Monday, April 23, 2012

The Lives of Others

 
I find the German film, The Lives of Others, so deeply poignant, but I had a hard time at first identifying why. In fact, the film still so irrationally moves me that its last line, "No, it's for me" still brings tears to my eyes. [spoiler ahead]

It is 1984 in East Berlin and a Stasi agent is assigned to oversee 24 hour surveillance on one of the country's most acclaimed playwrights. In the process of listening in on the day-to-day activities of the writer and his girlfriend, the Stasi agent Wiesler (played brilliantly by Ulrich Mühe) is inwardly transformed as he is exposed for the first time to music and poetry.


The film centers around a statement by Lenin that is paraphrased in the film: "If I had listened to Beethoven's Appassionata Sonata more, I might not have finished the Revolution." Thus, the central crux is that the appreciation of art softens the heart, making the soul more compassionate and humane. And this is conveyed in a scene in which tears stream down Weisler's face as he eavesdrops on the writer playing a piano piece given to him by a friend who has just committed suicide.


As this repressed man slowly unravels -- first becoming disillusioned by the lack of principle in his peers, then coming to believe that the artist and his girlfriend are normal people and nothing like the enemy he was taught to combat -- a subtle moral shift occurs.


This is man who has never been touched by love. And it is through listening to the lives of others that he is able to experience a part of life that has not been available to him before. What makes this so relevant is that we all experience this when we read a book or watch a film -- when we ourselves become voyeurs of the lives of others. This is a film that celebrates the empathy and compassion that  stories can elicit.

The final moments of the film are made so deeply effective by the characters' choices throughout the film. The girlfriend Christa chooses faith in her partner and humanity over the "safety" of following the will of the state (in the form of the advances of lecherous Minister of Culture, Bruno Hempf); the playwright Dreyman chooses to become an activist in the wake of his friend's suicide; and Wiesler himself chooses, in the end, to try and save Dreyman by stealing evidence (a typewriter) that would prove his treason.

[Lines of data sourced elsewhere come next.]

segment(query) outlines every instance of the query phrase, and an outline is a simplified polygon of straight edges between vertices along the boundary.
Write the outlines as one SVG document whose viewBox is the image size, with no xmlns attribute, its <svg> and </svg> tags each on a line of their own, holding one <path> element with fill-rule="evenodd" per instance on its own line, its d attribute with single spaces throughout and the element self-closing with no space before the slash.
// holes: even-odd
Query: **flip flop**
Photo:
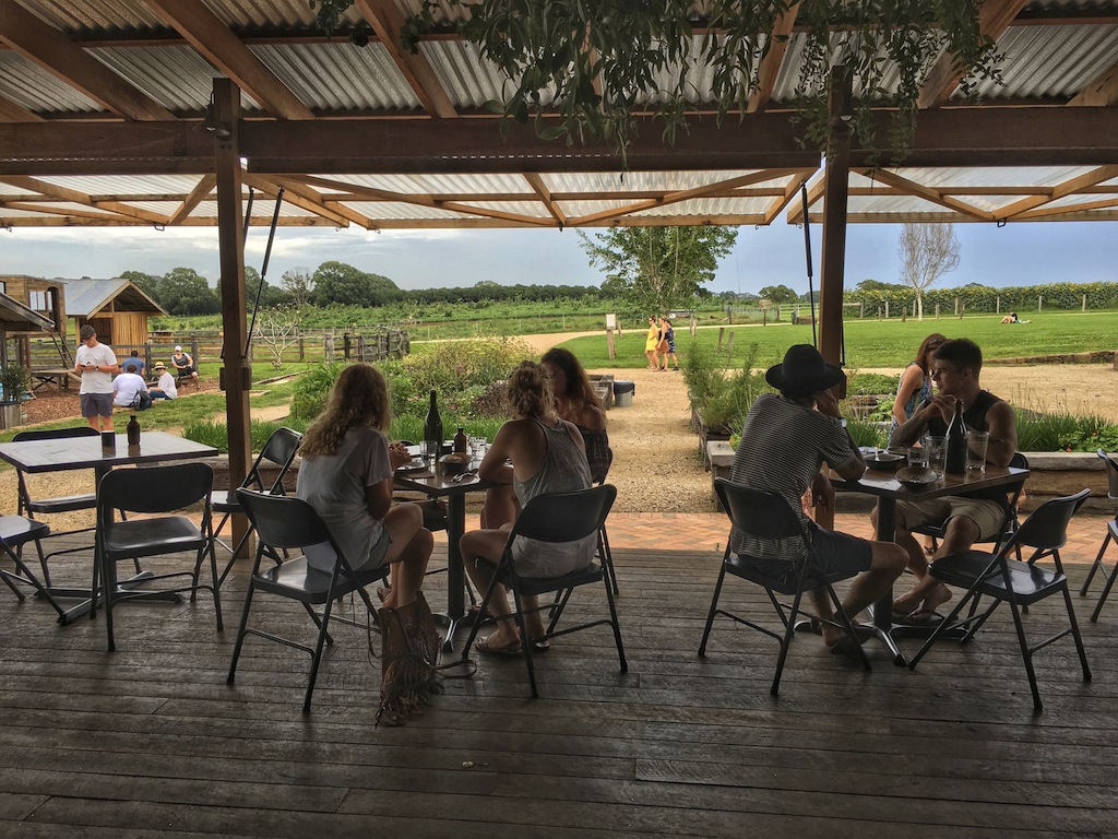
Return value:
<svg viewBox="0 0 1118 839">
<path fill-rule="evenodd" d="M 520 647 L 519 641 L 513 641 L 511 644 L 504 647 L 490 647 L 489 638 L 479 638 L 476 644 L 474 644 L 482 652 L 487 652 L 491 656 L 523 656 L 524 651 Z"/>
</svg>

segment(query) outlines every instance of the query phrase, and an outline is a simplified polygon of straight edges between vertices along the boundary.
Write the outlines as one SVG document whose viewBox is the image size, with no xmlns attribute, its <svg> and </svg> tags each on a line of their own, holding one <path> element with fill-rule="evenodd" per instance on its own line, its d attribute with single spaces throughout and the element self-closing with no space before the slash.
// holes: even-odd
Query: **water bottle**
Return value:
<svg viewBox="0 0 1118 839">
<path fill-rule="evenodd" d="M 430 392 L 430 407 L 423 421 L 423 453 L 428 462 L 434 463 L 443 452 L 443 418 L 438 415 L 438 400 L 435 392 Z"/>
<path fill-rule="evenodd" d="M 955 400 L 955 416 L 947 426 L 947 456 L 944 471 L 964 474 L 967 471 L 967 426 L 963 423 L 963 399 Z"/>
<path fill-rule="evenodd" d="M 140 423 L 136 421 L 135 414 L 129 420 L 124 431 L 129 435 L 129 445 L 140 445 Z"/>
</svg>

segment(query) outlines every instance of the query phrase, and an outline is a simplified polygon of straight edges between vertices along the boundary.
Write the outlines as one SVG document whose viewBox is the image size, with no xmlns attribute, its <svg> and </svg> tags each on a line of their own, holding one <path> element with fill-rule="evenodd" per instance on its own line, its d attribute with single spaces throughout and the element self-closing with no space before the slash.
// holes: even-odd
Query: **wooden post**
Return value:
<svg viewBox="0 0 1118 839">
<path fill-rule="evenodd" d="M 214 79 L 214 101 L 218 123 L 222 131 L 215 132 L 215 166 L 217 173 L 217 233 L 221 265 L 221 328 L 225 333 L 225 366 L 221 368 L 221 387 L 229 435 L 229 486 L 237 487 L 248 473 L 253 455 L 248 416 L 248 389 L 252 385 L 252 366 L 241 356 L 248 338 L 245 311 L 245 239 L 241 209 L 240 149 L 238 122 L 240 120 L 240 91 L 229 78 Z M 224 134 L 228 133 L 228 136 Z M 197 347 L 195 347 L 197 351 Z M 197 357 L 196 357 L 197 360 Z M 233 544 L 237 544 L 248 528 L 244 515 L 233 517 Z M 246 540 L 248 541 L 248 540 Z M 245 550 L 247 552 L 246 545 Z M 244 556 L 246 554 L 241 554 Z"/>
</svg>

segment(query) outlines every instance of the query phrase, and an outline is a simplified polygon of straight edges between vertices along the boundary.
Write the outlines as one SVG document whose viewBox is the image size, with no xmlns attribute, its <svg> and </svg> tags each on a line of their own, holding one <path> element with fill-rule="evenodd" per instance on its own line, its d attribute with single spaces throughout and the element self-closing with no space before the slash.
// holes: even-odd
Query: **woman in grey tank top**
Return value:
<svg viewBox="0 0 1118 839">
<path fill-rule="evenodd" d="M 590 465 L 586 460 L 582 436 L 571 423 L 556 414 L 551 383 L 542 367 L 522 361 L 509 377 L 509 403 L 513 418 L 498 431 L 479 469 L 479 475 L 494 483 L 512 484 L 521 506 L 547 492 L 571 492 L 590 487 Z M 493 566 L 500 559 L 512 522 L 500 528 L 473 530 L 462 537 L 462 557 L 466 573 L 480 590 L 489 587 Z M 518 538 L 513 545 L 517 572 L 529 577 L 550 577 L 585 567 L 594 556 L 597 535 L 577 543 L 538 543 Z M 479 567 L 479 559 L 484 563 Z M 525 609 L 538 606 L 536 598 L 525 601 Z M 477 642 L 483 652 L 519 654 L 520 638 L 511 620 L 508 593 L 498 586 L 490 612 L 498 619 L 498 629 Z M 539 612 L 525 615 L 529 635 L 543 634 Z M 546 643 L 546 642 L 544 642 Z M 543 644 L 537 649 L 546 649 Z"/>
</svg>

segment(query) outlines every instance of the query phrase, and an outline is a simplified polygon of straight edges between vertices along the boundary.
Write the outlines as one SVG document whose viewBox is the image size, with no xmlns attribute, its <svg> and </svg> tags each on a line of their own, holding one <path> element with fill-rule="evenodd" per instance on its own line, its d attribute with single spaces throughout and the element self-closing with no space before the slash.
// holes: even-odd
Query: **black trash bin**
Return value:
<svg viewBox="0 0 1118 839">
<path fill-rule="evenodd" d="M 619 408 L 633 406 L 633 395 L 636 393 L 636 383 L 617 379 L 614 381 L 614 404 Z"/>
</svg>

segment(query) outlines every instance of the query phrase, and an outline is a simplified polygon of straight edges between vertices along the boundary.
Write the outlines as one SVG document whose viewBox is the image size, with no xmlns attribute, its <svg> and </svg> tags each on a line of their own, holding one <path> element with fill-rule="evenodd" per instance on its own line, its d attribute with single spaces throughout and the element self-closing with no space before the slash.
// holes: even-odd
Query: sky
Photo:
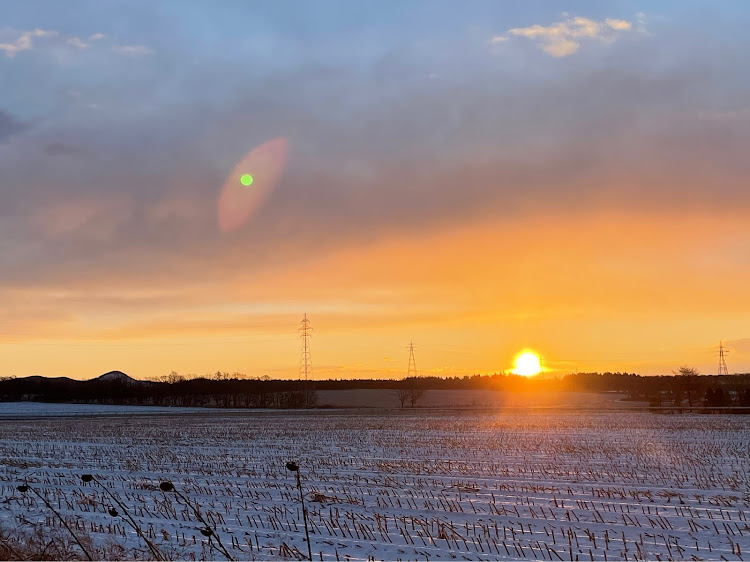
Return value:
<svg viewBox="0 0 750 562">
<path fill-rule="evenodd" d="M 525 348 L 711 374 L 720 340 L 748 372 L 748 24 L 744 1 L 5 0 L 0 376 L 296 378 L 303 314 L 315 378 L 405 376 L 410 341 L 443 376 Z"/>
</svg>

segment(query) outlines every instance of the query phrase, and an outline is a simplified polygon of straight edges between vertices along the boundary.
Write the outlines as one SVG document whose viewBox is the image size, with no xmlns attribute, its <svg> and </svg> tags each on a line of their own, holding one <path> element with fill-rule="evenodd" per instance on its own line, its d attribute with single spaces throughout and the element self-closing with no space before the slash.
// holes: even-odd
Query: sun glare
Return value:
<svg viewBox="0 0 750 562">
<path fill-rule="evenodd" d="M 542 360 L 533 351 L 522 351 L 516 356 L 514 375 L 532 377 L 542 372 Z"/>
</svg>

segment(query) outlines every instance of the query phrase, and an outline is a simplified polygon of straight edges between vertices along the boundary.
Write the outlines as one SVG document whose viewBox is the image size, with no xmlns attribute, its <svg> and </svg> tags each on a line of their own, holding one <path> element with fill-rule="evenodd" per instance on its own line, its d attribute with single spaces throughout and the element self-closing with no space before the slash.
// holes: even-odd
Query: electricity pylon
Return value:
<svg viewBox="0 0 750 562">
<path fill-rule="evenodd" d="M 724 342 L 719 342 L 719 376 L 728 375 L 729 369 L 727 369 L 726 355 L 729 353 L 724 347 Z"/>
<path fill-rule="evenodd" d="M 406 378 L 417 376 L 417 363 L 414 361 L 414 342 L 409 342 L 409 367 L 406 370 Z"/>
<path fill-rule="evenodd" d="M 299 329 L 300 338 L 302 338 L 302 351 L 299 357 L 299 378 L 304 378 L 303 391 L 305 396 L 305 405 L 307 406 L 310 401 L 310 392 L 308 389 L 308 381 L 312 378 L 312 357 L 310 355 L 310 338 L 312 337 L 312 328 L 310 327 L 310 321 L 307 319 L 307 314 L 302 317 L 302 327 Z"/>
</svg>

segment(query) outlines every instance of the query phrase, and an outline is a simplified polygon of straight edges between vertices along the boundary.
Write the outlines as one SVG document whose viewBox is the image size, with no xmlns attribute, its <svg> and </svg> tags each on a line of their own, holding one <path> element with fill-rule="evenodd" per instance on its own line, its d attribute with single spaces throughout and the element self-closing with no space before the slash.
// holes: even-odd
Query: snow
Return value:
<svg viewBox="0 0 750 562">
<path fill-rule="evenodd" d="M 296 460 L 315 560 L 740 560 L 750 551 L 750 417 L 85 411 L 0 422 L 10 498 L 0 520 L 54 521 L 15 491 L 28 479 L 95 541 L 115 536 L 147 556 L 107 514 L 105 491 L 81 482 L 91 473 L 159 549 L 221 559 L 179 498 L 158 489 L 168 479 L 201 506 L 233 558 L 306 556 L 285 468 Z"/>
</svg>

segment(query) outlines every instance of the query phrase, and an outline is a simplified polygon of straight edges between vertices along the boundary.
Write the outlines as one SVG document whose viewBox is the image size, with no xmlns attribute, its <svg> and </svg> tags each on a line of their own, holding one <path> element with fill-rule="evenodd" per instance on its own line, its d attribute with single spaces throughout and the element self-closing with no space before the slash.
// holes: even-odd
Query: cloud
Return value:
<svg viewBox="0 0 750 562">
<path fill-rule="evenodd" d="M 78 146 L 55 141 L 44 147 L 44 153 L 48 156 L 82 156 L 88 151 Z"/>
<path fill-rule="evenodd" d="M 632 23 L 627 20 L 606 18 L 596 21 L 575 16 L 548 26 L 536 24 L 516 27 L 504 35 L 493 37 L 492 43 L 507 41 L 509 36 L 524 37 L 534 41 L 540 49 L 553 57 L 566 57 L 578 51 L 584 40 L 595 39 L 612 43 L 619 34 L 632 29 Z"/>
<path fill-rule="evenodd" d="M 28 51 L 34 46 L 34 38 L 37 37 L 54 37 L 56 31 L 47 31 L 44 29 L 34 29 L 32 31 L 10 31 L 4 30 L 3 36 L 15 36 L 8 43 L 0 43 L 0 51 L 10 58 L 15 57 L 21 51 Z"/>
<path fill-rule="evenodd" d="M 118 55 L 144 56 L 152 55 L 154 50 L 145 45 L 115 45 L 112 50 Z"/>
<path fill-rule="evenodd" d="M 26 125 L 15 119 L 12 115 L 0 110 L 0 143 L 16 133 L 20 133 Z"/>
<path fill-rule="evenodd" d="M 88 39 L 75 35 L 65 35 L 54 30 L 34 29 L 30 31 L 18 31 L 12 29 L 0 30 L 0 53 L 5 53 L 7 58 L 13 58 L 21 51 L 30 51 L 36 47 L 36 39 L 53 40 L 52 46 L 56 48 L 67 47 L 77 51 L 83 51 L 92 46 L 93 43 L 111 43 L 105 41 L 107 36 L 103 33 L 93 33 Z M 105 47 L 106 48 L 106 47 Z M 145 45 L 112 45 L 111 50 L 120 55 L 150 55 L 154 51 Z"/>
<path fill-rule="evenodd" d="M 83 39 L 80 37 L 70 37 L 68 40 L 65 41 L 68 45 L 71 47 L 75 47 L 76 49 L 86 49 L 88 48 L 88 44 L 83 42 Z"/>
</svg>

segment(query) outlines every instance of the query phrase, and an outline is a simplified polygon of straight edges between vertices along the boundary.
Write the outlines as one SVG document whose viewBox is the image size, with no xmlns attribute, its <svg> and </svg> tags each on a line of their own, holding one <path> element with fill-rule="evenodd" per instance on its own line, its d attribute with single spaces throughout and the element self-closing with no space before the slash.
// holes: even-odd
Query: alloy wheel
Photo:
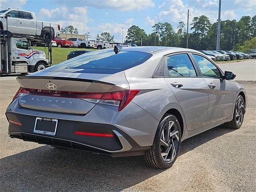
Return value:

But Wiesler's heroic act is one that remains known only to him, its revelation undermined in the face of tragedy, Christa's suicide (as she believes to have betrayed her lover). But it is not until years later, after the wall comes down, that Dreyman learns that he had been under surveillance during the time of his subversive activity (writing an article to expose the high suicide rates in the GDR). Dreyman becomes confused as to why the Stasi did not intervene and goes to their archives (shot AMZAZINGLY in the real Stasi archives) to learn of the man who watched him.


He finds Weisler's initials HGW, learns his name, and goes to find him, to confront him. But upon seeing him, now as a simple, harmless mailman, he changes his mind. And so Weiman's life is to continue without his act of compassion and bravery being acknowledged. Until.....a few years later he passes a bookstore window and sees book promotion for the writer he followed all those years before.

Weiman leaves his mail cart, enters the store, and picks up the book. Inside, the dedication reads "To HGW XX/7, with gratitude". As the camera sits for the few frames on this one page of the book, the power and poignancy of what it means to be seen...appreciated..., LOVED, is utterly profound.  The salesclerk asks if he wants it gift-wrapped but Weiman responds, "No, it's for me."